The ACs’ appeal to “bring back common sense” lacked immediate cut-through, failing to trigger in potential Bernardi voters the kind of head-nodding ‘he says what I am thinking’ reaction that Pauline Hanson has tapped.  Not even the now globally infamous Israel Folau case, which could have provided a brilliant backdrop and potential narrative for a party like the ACs, did the trick.

So, yes, there were three losers last Saturday, not just Shorten and Abbott. 

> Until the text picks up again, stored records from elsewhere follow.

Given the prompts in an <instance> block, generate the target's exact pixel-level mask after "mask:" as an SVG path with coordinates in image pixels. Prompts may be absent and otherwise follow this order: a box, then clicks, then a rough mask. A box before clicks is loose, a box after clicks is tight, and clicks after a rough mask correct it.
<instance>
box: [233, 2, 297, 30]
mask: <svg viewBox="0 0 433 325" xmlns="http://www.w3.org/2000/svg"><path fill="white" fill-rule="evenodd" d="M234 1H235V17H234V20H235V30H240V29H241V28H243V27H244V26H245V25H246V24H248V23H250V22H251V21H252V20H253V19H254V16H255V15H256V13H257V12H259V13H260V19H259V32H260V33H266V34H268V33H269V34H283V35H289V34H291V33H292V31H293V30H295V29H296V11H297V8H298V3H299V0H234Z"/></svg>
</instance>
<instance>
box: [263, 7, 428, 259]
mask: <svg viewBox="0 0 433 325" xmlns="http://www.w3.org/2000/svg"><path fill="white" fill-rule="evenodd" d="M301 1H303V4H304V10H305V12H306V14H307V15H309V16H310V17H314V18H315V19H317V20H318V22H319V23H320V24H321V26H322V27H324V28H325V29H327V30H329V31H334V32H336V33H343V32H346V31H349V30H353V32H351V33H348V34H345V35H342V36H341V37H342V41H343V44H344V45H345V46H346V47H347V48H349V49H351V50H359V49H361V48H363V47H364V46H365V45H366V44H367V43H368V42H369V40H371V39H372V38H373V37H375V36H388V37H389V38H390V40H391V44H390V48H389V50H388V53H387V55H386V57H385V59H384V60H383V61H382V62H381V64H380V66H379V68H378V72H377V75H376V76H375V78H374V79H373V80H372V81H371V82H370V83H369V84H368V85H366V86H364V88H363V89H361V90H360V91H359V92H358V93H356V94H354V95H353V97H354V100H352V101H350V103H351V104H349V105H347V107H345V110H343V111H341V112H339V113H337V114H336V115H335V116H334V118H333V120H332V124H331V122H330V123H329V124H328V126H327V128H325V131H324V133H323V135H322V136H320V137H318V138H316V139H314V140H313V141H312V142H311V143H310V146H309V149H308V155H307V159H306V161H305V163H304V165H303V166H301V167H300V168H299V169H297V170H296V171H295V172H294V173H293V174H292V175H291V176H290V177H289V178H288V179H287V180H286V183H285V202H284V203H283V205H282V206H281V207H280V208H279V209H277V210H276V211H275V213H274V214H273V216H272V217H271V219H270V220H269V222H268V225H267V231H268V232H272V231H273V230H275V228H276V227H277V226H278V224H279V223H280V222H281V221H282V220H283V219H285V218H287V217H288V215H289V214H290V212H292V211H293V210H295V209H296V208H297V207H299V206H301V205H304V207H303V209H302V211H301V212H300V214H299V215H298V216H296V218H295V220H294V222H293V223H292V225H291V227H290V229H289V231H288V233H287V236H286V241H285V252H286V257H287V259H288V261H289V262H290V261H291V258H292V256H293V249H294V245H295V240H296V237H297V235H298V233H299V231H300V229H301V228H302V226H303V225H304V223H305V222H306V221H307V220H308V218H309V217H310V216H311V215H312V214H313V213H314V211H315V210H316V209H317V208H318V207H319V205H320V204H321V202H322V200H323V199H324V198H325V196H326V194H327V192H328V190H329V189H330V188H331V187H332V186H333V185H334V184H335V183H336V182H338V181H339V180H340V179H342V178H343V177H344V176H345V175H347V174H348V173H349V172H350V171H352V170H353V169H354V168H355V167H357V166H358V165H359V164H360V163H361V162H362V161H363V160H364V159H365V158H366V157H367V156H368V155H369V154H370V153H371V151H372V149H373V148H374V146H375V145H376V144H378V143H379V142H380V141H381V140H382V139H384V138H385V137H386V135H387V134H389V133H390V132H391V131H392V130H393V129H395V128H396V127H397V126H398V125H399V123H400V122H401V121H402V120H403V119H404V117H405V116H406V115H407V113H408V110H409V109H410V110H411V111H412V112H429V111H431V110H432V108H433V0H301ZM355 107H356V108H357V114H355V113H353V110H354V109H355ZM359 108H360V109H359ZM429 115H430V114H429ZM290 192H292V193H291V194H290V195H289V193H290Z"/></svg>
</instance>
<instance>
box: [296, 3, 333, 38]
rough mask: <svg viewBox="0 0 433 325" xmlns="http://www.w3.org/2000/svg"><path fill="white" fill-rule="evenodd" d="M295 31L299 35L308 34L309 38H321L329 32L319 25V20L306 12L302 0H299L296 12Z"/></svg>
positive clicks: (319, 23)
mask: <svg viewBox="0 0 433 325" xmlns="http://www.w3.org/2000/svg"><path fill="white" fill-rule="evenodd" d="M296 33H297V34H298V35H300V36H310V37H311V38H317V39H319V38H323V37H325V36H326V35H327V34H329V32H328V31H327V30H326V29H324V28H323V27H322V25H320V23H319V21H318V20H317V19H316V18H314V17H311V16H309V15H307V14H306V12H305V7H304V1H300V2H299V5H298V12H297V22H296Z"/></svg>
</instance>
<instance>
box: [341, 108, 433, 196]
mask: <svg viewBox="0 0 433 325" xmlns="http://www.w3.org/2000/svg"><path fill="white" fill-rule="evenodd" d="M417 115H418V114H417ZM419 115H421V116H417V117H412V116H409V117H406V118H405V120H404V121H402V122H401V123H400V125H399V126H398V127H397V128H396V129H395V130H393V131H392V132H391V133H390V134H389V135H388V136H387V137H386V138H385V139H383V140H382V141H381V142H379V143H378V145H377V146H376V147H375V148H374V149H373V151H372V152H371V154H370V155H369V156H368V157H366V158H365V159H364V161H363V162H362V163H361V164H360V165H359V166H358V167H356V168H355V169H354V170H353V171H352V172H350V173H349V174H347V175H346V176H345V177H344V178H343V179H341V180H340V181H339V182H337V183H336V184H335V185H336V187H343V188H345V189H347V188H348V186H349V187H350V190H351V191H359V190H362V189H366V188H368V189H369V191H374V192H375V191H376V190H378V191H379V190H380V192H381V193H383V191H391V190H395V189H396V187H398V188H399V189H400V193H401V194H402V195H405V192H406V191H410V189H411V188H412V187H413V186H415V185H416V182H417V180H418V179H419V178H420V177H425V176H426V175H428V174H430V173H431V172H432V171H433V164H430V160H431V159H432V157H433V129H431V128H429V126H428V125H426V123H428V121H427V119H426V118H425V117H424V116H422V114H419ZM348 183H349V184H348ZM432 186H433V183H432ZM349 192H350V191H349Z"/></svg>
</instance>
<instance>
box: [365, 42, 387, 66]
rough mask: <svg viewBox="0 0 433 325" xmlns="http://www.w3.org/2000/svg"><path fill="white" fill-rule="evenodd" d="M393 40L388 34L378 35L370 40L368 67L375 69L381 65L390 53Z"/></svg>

Actually, there may ultimately be four losers.  For the moment, the DisCons feel safe, if not excited. But whether ScoMo restores Australia as a haven for sanity, religious freedom, freedom of speech, traditional industries powered by fossil fuels, smaller government and the values that DisCons hold dear, remains to be seen.  We still do not know if the NSW Liberal Party especially, the ones who ditched former Senator Jim Molan for a couple of factional hacks, will make a home again for conservatives.  After all, we know that politics is, indeed, downstream from culture, and Liberal-led governments in Australia generally provide little reassurance that they even comprehend this.  We shall see if, in three years, the DisCons still feel safe.

The decline, or more accurately, the non-growth of the ACs into a political force since Cory Bernardi’s initial move in 2016 gives me no great pleasure. I stood for them at the recent NSW state election in the knife edge seat of Lismore!